Warning: Multiple season three spoilers ahead.

“Rick and Morty” follows a young Morty and his brilliant and irreverent grandfather Rick. For the most part, each episode is self-contained. A story begins and ends within 20 minutes of animated chaos in which a world is saved or destroyed, an adventure to some distant planet or timeline ends, and some twisted conclusion is drawn with a quick existentialist punchline. Other characters in the show, including Morty’s sister Summer, his mother Beth and his father Jerry, are often involved in the scientific escapades of the two main characters. Some storylines continue throughout the show, and fans are dedicated to trying to predict the resolution of these storylines.
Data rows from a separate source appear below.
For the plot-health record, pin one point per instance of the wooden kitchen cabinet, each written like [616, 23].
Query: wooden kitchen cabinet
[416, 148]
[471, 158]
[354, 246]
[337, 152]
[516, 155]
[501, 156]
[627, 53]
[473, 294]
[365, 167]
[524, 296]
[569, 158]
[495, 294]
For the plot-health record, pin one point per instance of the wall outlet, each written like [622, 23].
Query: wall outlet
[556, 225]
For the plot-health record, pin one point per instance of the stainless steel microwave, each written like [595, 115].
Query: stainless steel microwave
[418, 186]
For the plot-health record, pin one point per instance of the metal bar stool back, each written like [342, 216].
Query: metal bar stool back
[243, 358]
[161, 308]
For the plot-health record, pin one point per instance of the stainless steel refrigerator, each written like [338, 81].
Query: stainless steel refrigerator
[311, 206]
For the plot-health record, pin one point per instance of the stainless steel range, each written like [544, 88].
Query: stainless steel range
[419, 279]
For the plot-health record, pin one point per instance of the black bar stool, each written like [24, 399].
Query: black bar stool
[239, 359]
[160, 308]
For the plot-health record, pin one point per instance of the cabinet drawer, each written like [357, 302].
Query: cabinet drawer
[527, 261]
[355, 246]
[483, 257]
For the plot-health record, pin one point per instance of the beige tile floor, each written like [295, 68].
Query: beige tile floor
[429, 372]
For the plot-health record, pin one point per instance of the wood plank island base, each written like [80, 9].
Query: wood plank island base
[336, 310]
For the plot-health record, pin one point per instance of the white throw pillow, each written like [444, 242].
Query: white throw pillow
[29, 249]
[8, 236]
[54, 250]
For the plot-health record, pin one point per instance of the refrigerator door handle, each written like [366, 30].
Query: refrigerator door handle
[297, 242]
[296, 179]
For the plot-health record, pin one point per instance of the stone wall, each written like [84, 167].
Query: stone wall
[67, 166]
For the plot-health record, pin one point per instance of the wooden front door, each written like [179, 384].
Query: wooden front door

In particular, there is the recurring antagonist of Evil Morty, as well as the threat of a resurrected Birdperson who was killed in the season two finale.

This season continues this pattern of vignette-style episodes, kicking off the season with Rick’s “Inception”-like escape from intergalactic prison. The episode is a promising start, filled with clever twists and the destruction of two entire civilizations in just a few minutes. It also features the apparent end of Beth and Jerry’s marriage. The majority of the episodes in the season delve into the effects of the divorce on Summer and Morty, as well as Jerry’s rapid descent into isolation.

The season is studded with creative plots and hilarious premises. Notable moments from the season include Rick’s action-adventure as a pickle, an episode-long potshot at the “Avengers” franchise and an exploration into the daily life in the Citadel of Ricks after their government is destroyed in the first episode. This season balances new adventures with some classic premises from the first two. Following the patterns of the “intergalactic cable” episodes, season three includes a fresh take on the idea with “Morty’s Mindblowers.”

Though the season was filled with great episodes, viewers were expecting the season finale to more satisfyingly resolve certain conflicts. Instead, Beth and Jerry’s marriage is resolved, and Rick is clearly emotionally attached to this timeline of his family, a big change from the previous seasons. In a show known for its shameless commitment to fourth-wall breaks and dedicated existentialism, viewers should have expected an ending sprinkled with cliffhangers. Though there are no clues as to when season four will return, based on the previous seasons, we’re in for a long wait.